New Delhi: The government has constituted a committee to create a structured mechanism to oversee human rights-related obligations to treaty bodies and the universal periodic review done by the UN Human Rights Council, Hindustan Times reported.
According to the newspaper, the panel will function as the national mechanism for “human rights issues” and will meet twice a year. It has been formed under the joint supervision of the home and foreign ministries.
The latest universal periodic review of India’s human rights record was done on November 10 last year, the daily reported.
It further said that India received close to 340 recommendations, though authorities in New Delhi are yet to decide how many of these will be implemented.
The secretary (West) in the external affairs ministry and special secretary in ministry of home affairs will co-chair the interministerial committee, the daily reported. Joint secretaries in the ministries of women and child development, social justice and empowerment, minority affairs, tribal affairs, rural development, housing and urban affairs, health and family welfare, labour and employment, school education and literacy, legal affairs, corporate affairs and NITI Aayog will be part of it, it added.
According to a gazette notification issued by the external affairs ministry on Friday, the panel said: “The committee shall function as the national mechanism for implementation, reporting and follow-up with the mandate to deliberate upon and oversee… all human rights reporting obligations to the treaty bodies, the universal periodic review and the special procedures; implementation of their recommendations; and modalities for engagement with national stakeholders.”

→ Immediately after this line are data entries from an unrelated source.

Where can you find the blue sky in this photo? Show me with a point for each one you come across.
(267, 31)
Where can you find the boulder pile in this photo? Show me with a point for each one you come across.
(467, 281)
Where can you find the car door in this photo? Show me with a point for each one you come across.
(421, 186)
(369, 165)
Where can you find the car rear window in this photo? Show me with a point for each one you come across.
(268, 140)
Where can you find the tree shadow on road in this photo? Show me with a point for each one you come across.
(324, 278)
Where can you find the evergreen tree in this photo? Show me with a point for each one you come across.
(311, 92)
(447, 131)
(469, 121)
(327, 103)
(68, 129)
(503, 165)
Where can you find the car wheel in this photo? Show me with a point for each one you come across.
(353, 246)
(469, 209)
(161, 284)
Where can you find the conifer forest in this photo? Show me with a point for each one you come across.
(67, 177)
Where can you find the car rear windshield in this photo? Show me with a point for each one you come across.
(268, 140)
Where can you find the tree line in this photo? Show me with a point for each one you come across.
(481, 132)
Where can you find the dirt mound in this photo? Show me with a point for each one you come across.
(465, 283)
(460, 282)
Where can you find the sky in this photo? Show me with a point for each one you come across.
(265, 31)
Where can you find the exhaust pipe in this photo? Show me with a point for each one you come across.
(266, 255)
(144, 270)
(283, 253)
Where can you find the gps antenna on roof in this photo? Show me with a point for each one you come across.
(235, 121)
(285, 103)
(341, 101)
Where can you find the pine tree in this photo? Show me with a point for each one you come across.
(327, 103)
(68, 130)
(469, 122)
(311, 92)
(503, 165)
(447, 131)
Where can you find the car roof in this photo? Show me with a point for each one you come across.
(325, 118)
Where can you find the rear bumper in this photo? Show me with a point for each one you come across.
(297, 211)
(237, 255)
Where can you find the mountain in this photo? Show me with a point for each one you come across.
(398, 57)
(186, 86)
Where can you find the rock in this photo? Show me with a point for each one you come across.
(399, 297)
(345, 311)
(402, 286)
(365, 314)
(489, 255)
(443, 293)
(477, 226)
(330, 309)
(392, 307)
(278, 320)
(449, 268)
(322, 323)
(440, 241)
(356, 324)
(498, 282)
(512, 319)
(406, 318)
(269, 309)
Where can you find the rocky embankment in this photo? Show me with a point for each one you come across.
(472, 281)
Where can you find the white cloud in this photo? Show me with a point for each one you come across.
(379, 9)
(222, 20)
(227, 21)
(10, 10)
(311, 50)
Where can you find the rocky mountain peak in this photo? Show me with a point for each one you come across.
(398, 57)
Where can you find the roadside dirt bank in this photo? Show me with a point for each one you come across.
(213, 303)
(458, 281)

Meenakshi Ganguly, South Asia director at Human Rights Watch, told the newspaper: “It is very welcome that the government has set up a committee to enforce its international treaty obligation. Hope this will include bolstering the independence of institutions like the NHRC (National Human Rights Commission), NCW (National Commission for Women), NCPCR (National Commission for Protection of Child Rights) and other constitutional bodies, as well as robust engagement with civil society including government critics.”
The move comes a few days after the Human Rights Watch released its latest report highlighting the normalisation of various state governments’ drive to demolish homes of Indian Muslims and low-income groups, as a measure of extra-judicial punishment.
The Wire reported that it is perhaps for the first time that a global human rights body has expressed concern over the government’s use of a demolition drive against vulnerable groups.
The report noted multiple such incidents in 2022 which appeared to be cases of state governments targeting the Muslim community while carrying out punitive home demolitions.
“In April, authorities in Madhya Pradesh, Gujarat, and Delhi summarily demolished property mostly owned by Muslims in response to communal clashes. Although they tried to justify the demolitions by claiming the structures were illegal, the destruction appeared intended to be collective punishment for Muslims,” the HRW report said.
Added to that, the HRW also hit out at the majoritarian biases in the functioning of state institutions that are supposed to enforce human rights. It said that state authorities “misused” laws against prohibiting forced religious conversions to “to target Christians, especially from Dalit and Adivasi communities”.
The report also raised concern over the alarming rate of violence against women and girls that it said continued to grow even in 2022.